When he was left in charge, it was only supposed to be temporary. The Anti-Divisional Resistance was supposed to find a suitable replacement for the Admiral—someone who could present an image that the public could believe would be running an airplane salvage operation. But then they realized that they didn’t need that. They had people in the Graveyard’s front office—a trailer near the entrance—and those employees ran the business end of things. As long as Connor kept the
kids working, fed, and quiet, the ADR found no reason to hire someone else.

“Surveying your domain?”

Connor turns to see Trace coming up to him.

“It’s not mine, I only work here,” Connor tells him. “The new kid settled in?”

“Yeah—a real complainer. He says the blanket’s too rough.”

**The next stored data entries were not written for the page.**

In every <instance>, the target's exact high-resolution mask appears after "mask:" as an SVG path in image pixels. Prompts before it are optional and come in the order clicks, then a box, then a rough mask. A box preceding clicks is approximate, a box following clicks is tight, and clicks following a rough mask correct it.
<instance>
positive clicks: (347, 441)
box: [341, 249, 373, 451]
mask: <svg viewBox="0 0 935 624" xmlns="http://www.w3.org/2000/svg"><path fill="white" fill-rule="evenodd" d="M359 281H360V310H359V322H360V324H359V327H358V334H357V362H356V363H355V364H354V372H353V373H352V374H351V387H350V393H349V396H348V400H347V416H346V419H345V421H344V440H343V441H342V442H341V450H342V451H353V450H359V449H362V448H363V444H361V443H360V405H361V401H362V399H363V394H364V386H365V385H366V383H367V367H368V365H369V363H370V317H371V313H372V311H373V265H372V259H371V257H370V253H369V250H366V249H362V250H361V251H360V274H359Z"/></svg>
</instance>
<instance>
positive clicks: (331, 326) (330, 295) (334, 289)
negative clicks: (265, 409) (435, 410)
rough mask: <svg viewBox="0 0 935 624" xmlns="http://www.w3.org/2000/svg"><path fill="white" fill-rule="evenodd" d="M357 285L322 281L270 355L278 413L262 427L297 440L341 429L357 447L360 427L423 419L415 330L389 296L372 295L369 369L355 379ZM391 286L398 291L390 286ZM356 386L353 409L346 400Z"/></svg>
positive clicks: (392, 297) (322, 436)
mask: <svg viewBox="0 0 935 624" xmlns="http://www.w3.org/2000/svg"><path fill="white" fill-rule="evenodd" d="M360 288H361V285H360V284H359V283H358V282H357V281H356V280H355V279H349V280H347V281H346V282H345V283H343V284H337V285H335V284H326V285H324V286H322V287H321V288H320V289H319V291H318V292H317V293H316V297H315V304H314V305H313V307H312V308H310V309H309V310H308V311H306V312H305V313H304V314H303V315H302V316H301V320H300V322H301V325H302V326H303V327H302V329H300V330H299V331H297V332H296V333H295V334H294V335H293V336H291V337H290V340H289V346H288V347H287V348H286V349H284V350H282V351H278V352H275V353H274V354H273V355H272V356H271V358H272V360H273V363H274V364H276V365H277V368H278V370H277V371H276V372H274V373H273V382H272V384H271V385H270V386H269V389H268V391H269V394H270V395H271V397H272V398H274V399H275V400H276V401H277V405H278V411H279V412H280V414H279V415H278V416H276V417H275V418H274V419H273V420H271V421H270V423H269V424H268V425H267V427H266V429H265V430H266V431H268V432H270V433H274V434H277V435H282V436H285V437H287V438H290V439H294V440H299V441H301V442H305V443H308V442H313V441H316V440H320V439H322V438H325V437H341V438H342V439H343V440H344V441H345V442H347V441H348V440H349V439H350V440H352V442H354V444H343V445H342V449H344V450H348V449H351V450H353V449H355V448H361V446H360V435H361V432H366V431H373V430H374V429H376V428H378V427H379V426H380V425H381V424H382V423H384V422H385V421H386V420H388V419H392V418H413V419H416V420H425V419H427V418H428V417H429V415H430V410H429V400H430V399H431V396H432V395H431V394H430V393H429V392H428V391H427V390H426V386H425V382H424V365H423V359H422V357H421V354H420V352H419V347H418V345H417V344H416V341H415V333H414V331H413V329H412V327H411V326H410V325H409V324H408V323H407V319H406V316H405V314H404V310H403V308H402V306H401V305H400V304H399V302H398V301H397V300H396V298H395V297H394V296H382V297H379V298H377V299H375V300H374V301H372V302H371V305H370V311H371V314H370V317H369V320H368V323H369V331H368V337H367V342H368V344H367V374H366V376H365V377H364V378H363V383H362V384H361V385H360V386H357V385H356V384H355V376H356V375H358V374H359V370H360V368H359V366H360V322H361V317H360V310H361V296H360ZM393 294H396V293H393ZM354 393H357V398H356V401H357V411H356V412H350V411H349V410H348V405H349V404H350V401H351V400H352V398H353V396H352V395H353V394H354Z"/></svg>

“He’ll get over it. We all do.”

Trace Neuhauser is an air force boeuf who gave it up to join the resistance when his sister was unwound. He’s AWOL from his unit for six months now, but still a boeuf in every sense of the word. He’s all steroid bulk, with a tunnel-vision education in the martial sciences.

Connor never liked boeufs. Maybe because they know their purpose in the world, and generally serve it well. Seeing them always made Connor feel useless. That a boeuf has become such a close friend proves that people change. Trace is twenty-three but seems to have no problem taking orders from a seventeen-year-old.